Wednesday, May 28, 2008
Manusia yang Mengeluh

Artikel dari Ustad Joban

MENGELUH, sebenarnya memang sifat alami manusia, sangat manusiawi, dan diperbolehkan… tidak ada larangan untuk mengeluh! Tetapi, seringkali diantara kita ini, sebagian besar TIDAK MAU BELAJAR dari pengalaman kesulitannya. Semua orang pasti punya masa lalu, ada yang baik dan ada yang buruk. Nah, masa lalu yang buruk ini semestinya jangan menjadi beban, tetapi jadikanlah itu suatu pengalaman dan pelajaran kehidupan.

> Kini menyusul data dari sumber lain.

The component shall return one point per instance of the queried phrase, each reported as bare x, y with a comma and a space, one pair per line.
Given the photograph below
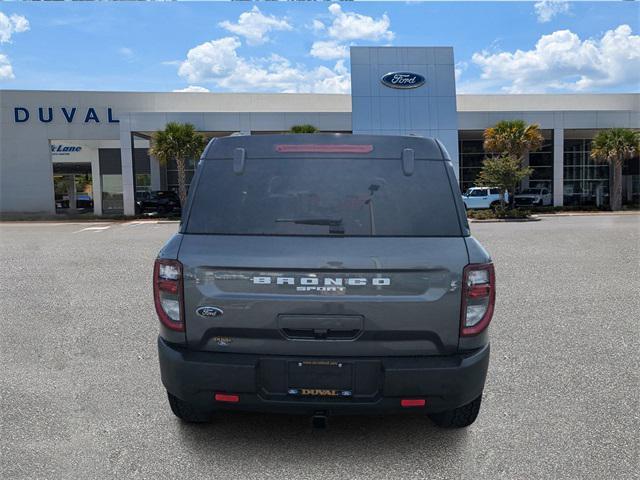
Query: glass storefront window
585, 181
112, 201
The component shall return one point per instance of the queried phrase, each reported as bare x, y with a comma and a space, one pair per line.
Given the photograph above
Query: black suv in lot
324, 274
161, 202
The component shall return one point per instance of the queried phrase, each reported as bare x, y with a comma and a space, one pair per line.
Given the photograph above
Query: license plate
320, 378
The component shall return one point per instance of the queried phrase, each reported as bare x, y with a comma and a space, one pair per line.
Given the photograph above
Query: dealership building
63, 151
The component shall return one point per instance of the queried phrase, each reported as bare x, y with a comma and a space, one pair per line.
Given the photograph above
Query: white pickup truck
482, 197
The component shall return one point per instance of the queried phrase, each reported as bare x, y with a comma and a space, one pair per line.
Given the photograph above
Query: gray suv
324, 274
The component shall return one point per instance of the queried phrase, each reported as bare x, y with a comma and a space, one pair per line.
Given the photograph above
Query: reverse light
227, 397
167, 293
478, 298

Saya ingin mengingatkan kepada kita semua, tentang sabda Nabi Muhammad SAW, yang sudah sejak awal memberikan nasihat, agar kita MENJAGA LIMA HAL, SEBELUM DATANG LIMA HAL lainnya, yang menjadi KEBALIKANNYA, sebagai berikut:

Masa muda, sebelum datangnya masa tua.

Kesehatan, sebelum sakit.

Kekayaan, sebelum kekurangan.

Waktu luang, sebelum kesempitan.

Kehidupan, sebelum kematian.

Nah, sebagian dari kita ini, lebih sering dan selalu berteriak meminta pertolongan ALLAH, ketika diperlihatkan SEDIKIT SAJA KESUSAHAN yang sebenarnya telah mereka buat sendiri. Tetapi mereka ini biasanya dengan cepat kembali DURHAKA kepada ALLAH, jika keadaan mulai membaik!

Dalam keadaan sulit, mereka yang mudah mengeluh ini seakan-akan bisa menghargai setiap nikmat ALLAH sekecil apa pun. Tetapi, saat mereka sedang berada di dalam gelimang harta, kesuksesan, kelihatan memejamkan matanya dari mereka yang butuh bantuannya, bahkan bisa saja mereka menari-nari di atas penderitaan orang lain. Mudah sekali menghamburkan uang untuk berfoya-foya, bahkan berbuat maksiat!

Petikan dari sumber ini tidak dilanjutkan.